What drawing tablets / pens / equipment / tools do y'all suggest?

Thanks
 

Bobby H

Member
For drawing directly onto a screen? An iPad Pro with an Apple Pencil is going to be the best value. Wacom mobile tablet computers are good but really expensive (especially for the guts inside you get for the money). Battery life for the iPad is a lot better than a typical notebook. The Apple Pencil works great. There is a fairly wide variety of iPad-based graphics applications. Adobe has several (Fresco, Photoshop, Illustrator, etc). Procreate is an awesome painting app that costs only a few bucks in the App store. Vectornator can be had for free. Affinity Designer has an iPad version as well as versions for Windows and OSX.
 
I'm a huge fanatic for Wacoms. Intuos 3, 12wx, 21UX, 27QHD, Cintiq Companion (this was the one thing that would have really put a stop to my switching to Linux if this didn't have good support, it is that much of a necessity (thankfully, not only does Wacom have some devs dedicated to the linux version, it is actually baked into some of the distros (my version is Ubuntu Studio, but I digress)).

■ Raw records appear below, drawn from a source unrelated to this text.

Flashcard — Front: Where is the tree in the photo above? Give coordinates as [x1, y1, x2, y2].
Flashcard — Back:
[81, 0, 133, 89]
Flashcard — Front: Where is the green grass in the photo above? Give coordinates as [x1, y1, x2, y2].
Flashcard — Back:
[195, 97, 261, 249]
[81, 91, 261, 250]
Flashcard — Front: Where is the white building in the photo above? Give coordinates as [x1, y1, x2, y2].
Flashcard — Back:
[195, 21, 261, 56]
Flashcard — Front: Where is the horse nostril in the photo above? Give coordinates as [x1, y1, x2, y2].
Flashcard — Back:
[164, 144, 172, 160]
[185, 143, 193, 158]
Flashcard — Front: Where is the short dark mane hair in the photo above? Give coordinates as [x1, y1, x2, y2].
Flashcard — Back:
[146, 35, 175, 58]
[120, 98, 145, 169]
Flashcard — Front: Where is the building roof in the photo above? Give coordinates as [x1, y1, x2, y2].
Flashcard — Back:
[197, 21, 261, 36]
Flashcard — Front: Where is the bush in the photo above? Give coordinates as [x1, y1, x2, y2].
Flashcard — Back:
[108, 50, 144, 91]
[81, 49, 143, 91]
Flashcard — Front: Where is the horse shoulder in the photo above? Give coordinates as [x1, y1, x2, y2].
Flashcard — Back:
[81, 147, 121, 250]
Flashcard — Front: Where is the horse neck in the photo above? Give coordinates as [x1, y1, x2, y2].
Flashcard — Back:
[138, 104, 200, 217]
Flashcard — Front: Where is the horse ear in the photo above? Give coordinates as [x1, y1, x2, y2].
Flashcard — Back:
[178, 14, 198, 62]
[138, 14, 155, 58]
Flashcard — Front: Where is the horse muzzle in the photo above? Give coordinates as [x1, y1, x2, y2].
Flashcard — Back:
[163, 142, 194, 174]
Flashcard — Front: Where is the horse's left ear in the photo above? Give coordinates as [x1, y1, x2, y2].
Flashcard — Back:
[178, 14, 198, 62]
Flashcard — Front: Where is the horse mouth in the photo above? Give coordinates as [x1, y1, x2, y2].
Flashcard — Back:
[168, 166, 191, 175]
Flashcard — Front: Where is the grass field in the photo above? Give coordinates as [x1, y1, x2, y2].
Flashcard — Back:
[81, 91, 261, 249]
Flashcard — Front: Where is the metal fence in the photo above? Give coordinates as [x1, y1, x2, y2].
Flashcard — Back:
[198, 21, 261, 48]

They are not cheap, they are designed for professional use. I know quite a few that like the Huion, they have improved since they started that's for sure. But I have no direct experience with them.

What are actually the parameters? Whats more important? Screen real estate, pressure sensitivity, portability etc.

While your small tablets have their place, I prefer what a cintiq (and the like) can give me. When I go portable, I have a Wacom pen that can digitally capture what I draw and I can upload that to my computer (I told y'all that I like Wacom products right?) later. But I know the younger kids like the smaller stuff, so that may be the way to go. All just depends on what's more important.
 

Humble PM

New Member
Recently tried using an ipad with a pen, but kept getting frustrated by the lack of modifier keys—too used to using a wacom with my left hand resting over the keyboard. Then tried it using sidecar, and suddenly on the mac screen, had all the palletes I wanted, as well as the modifier keys. Was rather taken by the combination. Didn't test all the useful pressure settings / pen tilt that I'm used to with the wacom, but it was rather fun.

I'm a big fan of small cheap wacom tablets, only time I ever used a large one, an A3 I think, for retouching, I felt like I was doing upper body aerobics.
 
Might as well go straight to the pro stuff.
depositphotos_203898346-stock-photo-sketchbook-pencil-notepad.jpg
 
For drawing directly onto a screen? An iPad Pro with an Apple Pencil is going to be the best value. Wacom mobile tablet computers are good but really expensive (especially for the guts inside you get for the money). Battery life for the iPad is a lot better than a typical notebook. The Apple Pencil works great. There is a fairly wide variety of iPad-based graphics applications. Adobe has several (Fresco, Photoshop, Illustrator, etc). Procreate is an awesome painting app that costs only a few bucks in the App store. Vectornator can be had for free. Affinity Designer has an iPad version as well as versions for Windows and OSX.
This is the future, folks. I have tried teaching my junior high daughter, who is very artistic, Adobe software on the PC. It’s a real struggle. Get her on a iPad or cell phone and she’s a wiz.
 

rjssigns

Active Member
Some of my students are using Procreate with an iPad/stylus. Photoshop and design classes on campus have moved away from Cintiq as of a couple years ago. Everything is iPad/stylus. Powerful and budget friendly. YMMV.
 

Bobby H

Member
Zendavor Signs said:
This is the future, folks. I have tried teaching my junior high daughter, who is very artistic, Adobe software on the PC. It’s a real struggle. Get her on a iPad or cell phone and she’s a wiz.

I use multiple platforms in my work setup. Some design tasks are best done on a full fledged desktop PC with multiple monitors. I'll use a notebook PC for more light weight jobs. I use my iPad Pro for more specialized purposes, particularly tasks where I need to sketch, draw or paint something directly on the screen. The iPad is great for that. IMHO the iPad and applications available for it are not developed far enough for the platform to work as a complete replacement for a traditional desktop or notebook PC setup for graphic design. Too many features are missing in too many applications.